Scientists exhibited different concerns. They were less anxious about economic pressure or professional image. Their primary concern was reliability, with 79% stating AI was not stable enough for critical tasks like hypothesis generation or experimental design. Consequently, they primarily used AI for literature reviews, code debugging, and paper writing, reserving core tasks for human expertise. Scientists also cited "tacit knowledge"—such as subtle changes in cell culture or instrumental "feel"—as non-digitizable aspects machines cannot perceive. Despite these reservations, 91% expressed optimism about a future AI research partner, attributing current distrust to technological immaturity rather than professional anxiety.

Underlying Professional Structures

The study suggests that emotional differences alone do not fully explain these varied responses. Instead, the attitudes reflect underlying pressures within each profession's structure. Ordinary professionals' caution stems from an organizational environment where impression management is crucial. For them, AI use is a signal that could alter perceptions of their professionalism.

Creators' tension arises from direct market competition, where their income, style, and work value are constantly assessed. The use of AI raises questions about maintaining their unique identity and originality. Scientists' approach is rooted in the long-term accumulation of judgment and reliability, where the cost of error is high. For them, AI is a system with potential for mistakes, and caution is driven by the demands of their discipline.

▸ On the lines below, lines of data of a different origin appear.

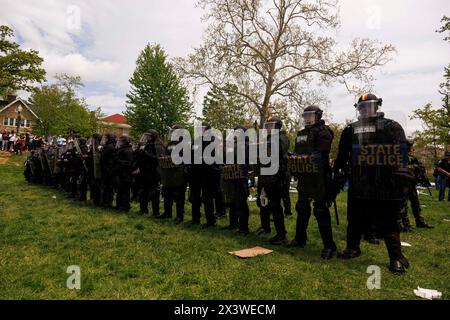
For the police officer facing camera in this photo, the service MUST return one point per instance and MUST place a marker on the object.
(147, 172)
(107, 164)
(124, 168)
(270, 187)
(173, 180)
(374, 152)
(312, 150)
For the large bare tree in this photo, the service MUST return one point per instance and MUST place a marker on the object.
(273, 49)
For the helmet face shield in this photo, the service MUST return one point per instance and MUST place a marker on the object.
(309, 118)
(367, 109)
(104, 141)
(146, 138)
(270, 125)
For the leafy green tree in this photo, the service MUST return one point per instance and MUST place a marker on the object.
(436, 121)
(19, 69)
(60, 111)
(157, 98)
(224, 110)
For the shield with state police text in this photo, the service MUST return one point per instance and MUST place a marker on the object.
(379, 159)
(172, 175)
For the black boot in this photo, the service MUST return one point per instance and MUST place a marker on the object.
(348, 254)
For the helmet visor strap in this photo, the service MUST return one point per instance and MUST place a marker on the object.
(367, 109)
(309, 118)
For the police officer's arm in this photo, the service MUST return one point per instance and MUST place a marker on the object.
(344, 152)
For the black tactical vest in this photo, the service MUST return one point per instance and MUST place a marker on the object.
(376, 159)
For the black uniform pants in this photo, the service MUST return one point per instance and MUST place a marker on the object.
(203, 192)
(177, 195)
(95, 191)
(286, 197)
(385, 214)
(323, 217)
(149, 192)
(273, 192)
(123, 195)
(107, 191)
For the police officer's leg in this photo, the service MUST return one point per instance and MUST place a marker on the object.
(208, 201)
(355, 226)
(83, 187)
(303, 209)
(195, 199)
(275, 208)
(413, 197)
(264, 214)
(97, 192)
(442, 187)
(234, 220)
(322, 214)
(243, 214)
(155, 199)
(179, 196)
(74, 186)
(390, 226)
(286, 197)
(126, 205)
(448, 185)
(405, 223)
(144, 195)
(219, 205)
(168, 194)
(108, 193)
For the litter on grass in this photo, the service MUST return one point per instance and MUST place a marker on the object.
(251, 252)
(427, 293)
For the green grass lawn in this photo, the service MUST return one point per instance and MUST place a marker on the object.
(133, 257)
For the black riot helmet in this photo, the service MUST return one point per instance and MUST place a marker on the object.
(173, 129)
(97, 137)
(109, 138)
(149, 136)
(82, 141)
(368, 105)
(311, 115)
(272, 123)
(124, 141)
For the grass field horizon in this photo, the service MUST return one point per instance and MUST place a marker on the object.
(128, 256)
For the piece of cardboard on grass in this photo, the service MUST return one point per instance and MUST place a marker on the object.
(251, 252)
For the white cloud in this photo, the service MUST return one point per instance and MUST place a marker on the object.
(77, 64)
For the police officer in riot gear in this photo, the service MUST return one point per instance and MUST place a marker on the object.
(373, 151)
(312, 148)
(82, 153)
(124, 169)
(148, 172)
(93, 163)
(270, 186)
(234, 180)
(107, 159)
(418, 173)
(173, 180)
(204, 182)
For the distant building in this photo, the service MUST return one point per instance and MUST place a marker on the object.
(116, 124)
(9, 115)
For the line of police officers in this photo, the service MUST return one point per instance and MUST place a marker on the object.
(372, 158)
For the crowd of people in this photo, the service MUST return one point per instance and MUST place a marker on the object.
(17, 143)
(375, 160)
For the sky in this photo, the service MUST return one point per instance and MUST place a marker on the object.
(101, 40)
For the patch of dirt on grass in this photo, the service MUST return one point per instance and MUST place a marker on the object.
(4, 157)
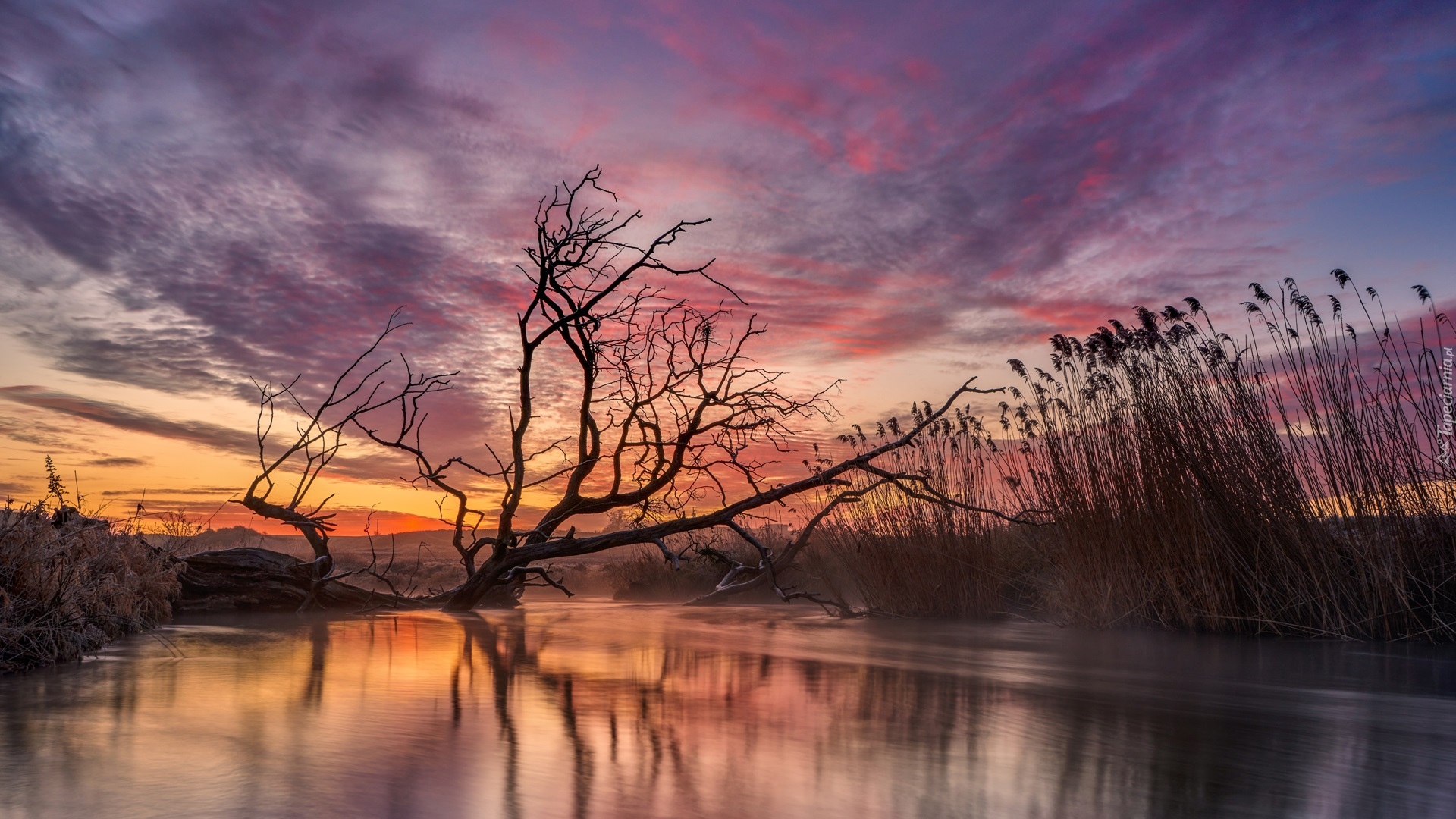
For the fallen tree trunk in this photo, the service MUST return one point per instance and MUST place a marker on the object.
(254, 579)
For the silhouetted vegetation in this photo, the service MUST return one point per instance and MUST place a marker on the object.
(69, 583)
(1293, 483)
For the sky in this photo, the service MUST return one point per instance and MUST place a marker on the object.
(194, 196)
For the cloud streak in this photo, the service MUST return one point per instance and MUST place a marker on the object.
(199, 193)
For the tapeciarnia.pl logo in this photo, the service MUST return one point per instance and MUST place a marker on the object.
(1443, 430)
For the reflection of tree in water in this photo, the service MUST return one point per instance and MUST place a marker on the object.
(688, 730)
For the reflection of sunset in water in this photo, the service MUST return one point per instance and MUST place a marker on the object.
(620, 711)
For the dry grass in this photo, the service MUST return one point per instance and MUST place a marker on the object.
(1285, 484)
(69, 588)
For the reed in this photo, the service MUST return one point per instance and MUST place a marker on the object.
(1288, 483)
(71, 583)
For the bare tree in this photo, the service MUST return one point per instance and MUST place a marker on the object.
(318, 428)
(664, 414)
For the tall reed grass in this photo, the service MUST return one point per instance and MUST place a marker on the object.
(1285, 483)
(69, 583)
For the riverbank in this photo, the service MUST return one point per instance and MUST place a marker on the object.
(72, 583)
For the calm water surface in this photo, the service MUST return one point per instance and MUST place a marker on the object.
(619, 710)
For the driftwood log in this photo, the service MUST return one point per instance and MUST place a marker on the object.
(253, 579)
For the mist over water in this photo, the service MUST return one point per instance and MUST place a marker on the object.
(619, 710)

Anthropic's research indicates that AI reveals the "irreplaceable core" of each profession. The technology itself is neutral, but its application within different work structures triggers distinct psychological responses. These findings suggest that differences in attitudes toward AI are not solely technology-driven but are shaped by professional structures, evaluation systems, and survival strategies.

Future of Human-AI Collaboration

Anthropic views Interviewer as a step toward understanding "relational variables" often overlooked in AI development—how people build relationships with AI beyond chat interactions. The company aims to understand users' feelings, expectations, and boundaries regarding AI, which are crucial for determining the future influence of large models.

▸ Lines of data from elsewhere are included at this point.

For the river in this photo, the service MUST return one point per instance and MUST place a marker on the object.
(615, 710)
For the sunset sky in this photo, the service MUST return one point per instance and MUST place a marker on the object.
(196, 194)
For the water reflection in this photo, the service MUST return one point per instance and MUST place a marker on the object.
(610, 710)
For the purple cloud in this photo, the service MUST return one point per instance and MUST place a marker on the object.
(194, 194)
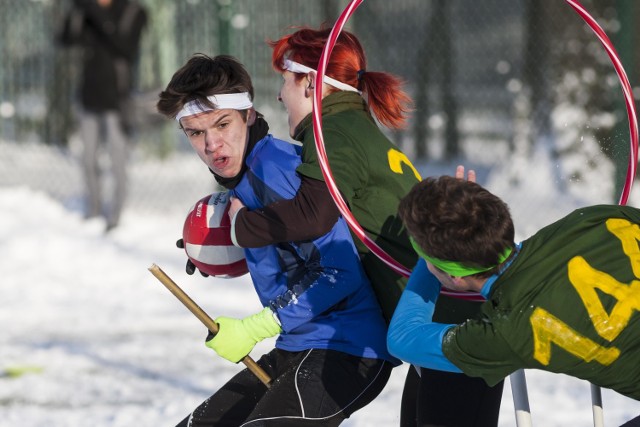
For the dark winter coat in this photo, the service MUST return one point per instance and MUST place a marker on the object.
(110, 38)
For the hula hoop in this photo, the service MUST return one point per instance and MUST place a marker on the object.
(328, 175)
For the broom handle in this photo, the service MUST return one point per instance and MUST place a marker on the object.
(204, 318)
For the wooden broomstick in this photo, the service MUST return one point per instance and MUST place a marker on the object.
(204, 318)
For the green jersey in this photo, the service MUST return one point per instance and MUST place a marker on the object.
(372, 175)
(569, 303)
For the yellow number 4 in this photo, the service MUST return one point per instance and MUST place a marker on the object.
(547, 329)
(587, 280)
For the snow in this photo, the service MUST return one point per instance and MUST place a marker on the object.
(90, 337)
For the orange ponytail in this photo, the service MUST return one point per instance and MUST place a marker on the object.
(385, 97)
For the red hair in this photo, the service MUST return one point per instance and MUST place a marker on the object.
(385, 97)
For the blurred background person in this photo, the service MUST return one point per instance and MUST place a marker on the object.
(109, 32)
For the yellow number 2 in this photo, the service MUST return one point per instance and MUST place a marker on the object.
(397, 159)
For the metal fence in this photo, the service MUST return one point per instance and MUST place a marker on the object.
(482, 74)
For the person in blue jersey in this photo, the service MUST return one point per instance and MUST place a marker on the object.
(330, 357)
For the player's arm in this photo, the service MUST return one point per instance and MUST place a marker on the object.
(309, 214)
(413, 336)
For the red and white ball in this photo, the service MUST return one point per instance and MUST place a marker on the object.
(207, 238)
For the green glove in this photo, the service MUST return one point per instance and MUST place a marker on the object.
(237, 337)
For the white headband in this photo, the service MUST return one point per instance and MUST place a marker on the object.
(295, 67)
(232, 101)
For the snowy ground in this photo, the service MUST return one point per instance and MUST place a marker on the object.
(91, 338)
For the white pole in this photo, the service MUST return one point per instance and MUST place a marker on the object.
(520, 398)
(596, 406)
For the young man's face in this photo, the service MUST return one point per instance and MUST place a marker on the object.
(220, 138)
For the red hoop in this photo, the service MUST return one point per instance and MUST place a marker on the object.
(333, 188)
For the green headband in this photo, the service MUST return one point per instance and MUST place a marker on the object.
(456, 269)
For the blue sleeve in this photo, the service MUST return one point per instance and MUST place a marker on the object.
(413, 336)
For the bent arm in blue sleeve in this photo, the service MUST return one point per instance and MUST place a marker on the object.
(413, 336)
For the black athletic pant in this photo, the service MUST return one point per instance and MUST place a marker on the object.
(309, 388)
(447, 399)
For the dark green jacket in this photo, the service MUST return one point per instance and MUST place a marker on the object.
(372, 175)
(569, 303)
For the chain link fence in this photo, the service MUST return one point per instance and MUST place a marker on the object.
(487, 74)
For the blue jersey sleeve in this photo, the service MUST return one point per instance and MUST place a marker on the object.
(413, 336)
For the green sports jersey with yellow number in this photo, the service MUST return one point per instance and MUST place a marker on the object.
(372, 175)
(569, 303)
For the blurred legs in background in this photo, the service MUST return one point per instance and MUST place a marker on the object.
(95, 130)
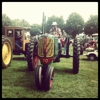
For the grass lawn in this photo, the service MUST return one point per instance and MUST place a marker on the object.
(19, 82)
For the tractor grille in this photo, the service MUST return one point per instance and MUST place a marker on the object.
(49, 47)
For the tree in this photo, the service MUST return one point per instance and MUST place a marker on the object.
(91, 26)
(74, 24)
(6, 21)
(53, 18)
(35, 29)
(23, 23)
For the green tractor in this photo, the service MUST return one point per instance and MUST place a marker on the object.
(47, 50)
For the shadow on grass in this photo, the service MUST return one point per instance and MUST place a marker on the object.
(26, 80)
(63, 71)
(86, 59)
(19, 58)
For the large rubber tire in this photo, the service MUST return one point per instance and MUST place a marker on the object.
(38, 77)
(76, 53)
(49, 78)
(32, 60)
(6, 52)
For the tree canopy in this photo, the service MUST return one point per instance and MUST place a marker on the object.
(53, 18)
(74, 24)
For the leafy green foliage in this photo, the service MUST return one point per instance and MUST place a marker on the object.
(6, 21)
(53, 18)
(35, 29)
(91, 26)
(74, 24)
(23, 23)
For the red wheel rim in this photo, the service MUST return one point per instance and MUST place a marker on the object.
(51, 80)
(35, 61)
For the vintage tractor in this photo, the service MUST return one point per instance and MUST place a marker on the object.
(47, 50)
(6, 51)
(9, 38)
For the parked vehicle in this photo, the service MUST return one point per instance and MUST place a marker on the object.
(10, 43)
(48, 50)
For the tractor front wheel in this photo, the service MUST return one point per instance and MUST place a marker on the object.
(32, 58)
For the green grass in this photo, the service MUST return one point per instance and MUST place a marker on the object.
(19, 82)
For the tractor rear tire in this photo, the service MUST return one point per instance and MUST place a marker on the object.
(49, 78)
(6, 52)
(76, 53)
(38, 77)
(30, 55)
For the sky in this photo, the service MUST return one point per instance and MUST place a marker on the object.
(32, 12)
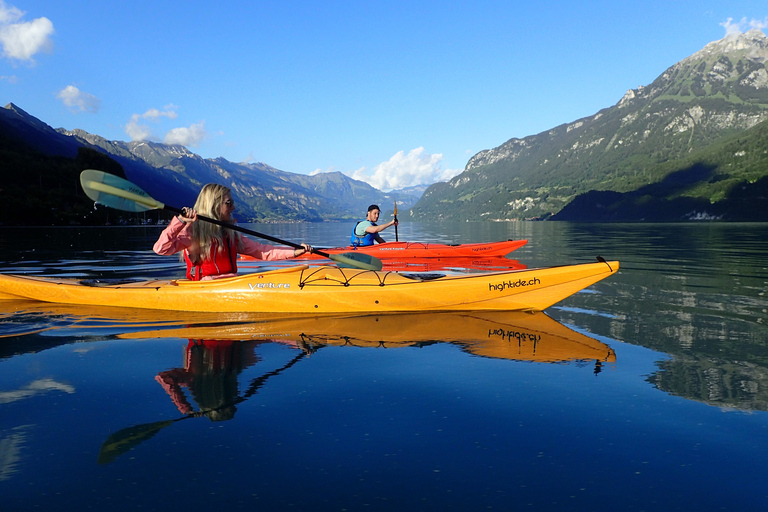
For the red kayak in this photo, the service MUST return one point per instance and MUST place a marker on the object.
(403, 251)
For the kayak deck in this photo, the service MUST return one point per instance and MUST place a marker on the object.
(407, 250)
(324, 289)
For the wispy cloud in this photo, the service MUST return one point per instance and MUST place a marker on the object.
(192, 135)
(741, 26)
(405, 170)
(78, 101)
(20, 40)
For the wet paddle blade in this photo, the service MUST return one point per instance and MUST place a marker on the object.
(123, 440)
(357, 260)
(115, 192)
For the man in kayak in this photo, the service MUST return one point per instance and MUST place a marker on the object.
(366, 232)
(211, 250)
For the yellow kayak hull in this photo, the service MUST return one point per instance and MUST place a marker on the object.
(324, 289)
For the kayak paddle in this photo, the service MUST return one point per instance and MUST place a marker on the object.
(397, 239)
(115, 192)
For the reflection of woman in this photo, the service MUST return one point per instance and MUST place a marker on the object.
(210, 373)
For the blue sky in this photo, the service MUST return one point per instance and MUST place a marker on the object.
(395, 93)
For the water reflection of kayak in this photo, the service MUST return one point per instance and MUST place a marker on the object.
(505, 335)
(323, 289)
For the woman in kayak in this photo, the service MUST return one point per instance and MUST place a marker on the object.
(366, 232)
(211, 250)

By employing in-depth interviews rather than traditional questionnaires, Interviewer allows users to express implicit information, such as how they balance efficiency and identity, explain their AI usage, and articulate their concerns. This information, not typically found in chat logs, is vital for guiding product iteration and shaping the human-model collaboration. Anthropic's goal is to train future models to integrate into diverse professional lives without disrupting existing structures. The 1,250 interviews represent an initial effort to shift the perspective back to human experiences, aiming for models that evolve from the "human-AI relationship" rather than solely from technological advancements.